Badie, other three prominent Brotherhood figures handed life sentence

Daily News Egypt
2 Min Read
Mohamed Badie

The Cairo Criminal Court headed by Hussien Kandil, the supreme guide of the now outlawed Muslim Brotherhood was sentenced to life on Sunday, Mohamed Badie and other four prominent figures from the Brotherhood.

The Brotherhood leaders Mohamed El-Beltagy and Essam El-Eryan, as well as Islamic cleric Safwat Hegazy, were also sentenced to life of 25 years in prison.

The court also sentenced 15 years in prison the former minister of supply Bassem Ouda and other defendants to 10 years.

This came during the retrial of defendants involved in the case known as ‘Al-Bahr Al-Azam,’ which includes 15 defendants.

Previously, the Court of Cassation has dropped a previous verdict and decided to retry the case.
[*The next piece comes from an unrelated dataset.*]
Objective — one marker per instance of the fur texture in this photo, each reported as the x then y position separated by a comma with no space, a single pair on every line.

The case goes back to clashes on 15 July 2013 in the Giza district, in which five people died.

The general prosecution charged the defendants with several charges including terrorism, attempted murder, using force, forming an armed gang to attack citizens and resisting the authorities, possessing firearms and unlicensed ammunition, and joining a terrorist group.
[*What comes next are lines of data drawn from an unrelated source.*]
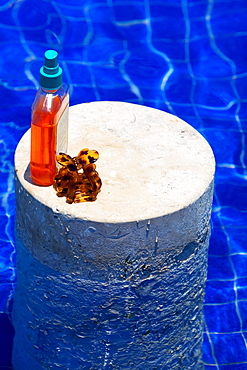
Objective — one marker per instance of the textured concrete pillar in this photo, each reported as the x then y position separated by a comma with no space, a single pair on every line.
117,283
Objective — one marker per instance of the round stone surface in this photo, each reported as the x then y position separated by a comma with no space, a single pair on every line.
151,163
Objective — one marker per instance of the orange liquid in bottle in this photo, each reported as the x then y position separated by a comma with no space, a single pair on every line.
46,112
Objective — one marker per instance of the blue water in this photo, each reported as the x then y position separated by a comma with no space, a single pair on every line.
186,57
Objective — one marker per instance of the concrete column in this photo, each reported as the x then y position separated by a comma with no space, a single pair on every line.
117,283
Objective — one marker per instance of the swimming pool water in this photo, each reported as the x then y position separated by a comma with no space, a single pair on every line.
187,57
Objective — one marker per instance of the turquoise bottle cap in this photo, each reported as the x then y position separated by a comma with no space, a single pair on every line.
51,73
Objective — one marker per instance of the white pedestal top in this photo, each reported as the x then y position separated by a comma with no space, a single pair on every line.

Badie is a defendant in other cases related to murder, and attacking public institutions in different cities after the violent dispersal of the pro-Morsi sit-ins. He has already received a number of death and life sentences, and he is also facing trial for leading an ‘armed sit-in’ in Rabaa Al-Adaweya square, where hundreds of Morsi supporters were killed.

The Brotherhood was declared a terrorist organisation on 25 December 2013, although it was originally outlawed in September 2013. In addition, the assets of the Brotherhood members and other prominent Islamists were frozen on the orders of late Prosecutor General Hisham Barakat. The procedure began in July 2013, immediately following the ouster of Morsi.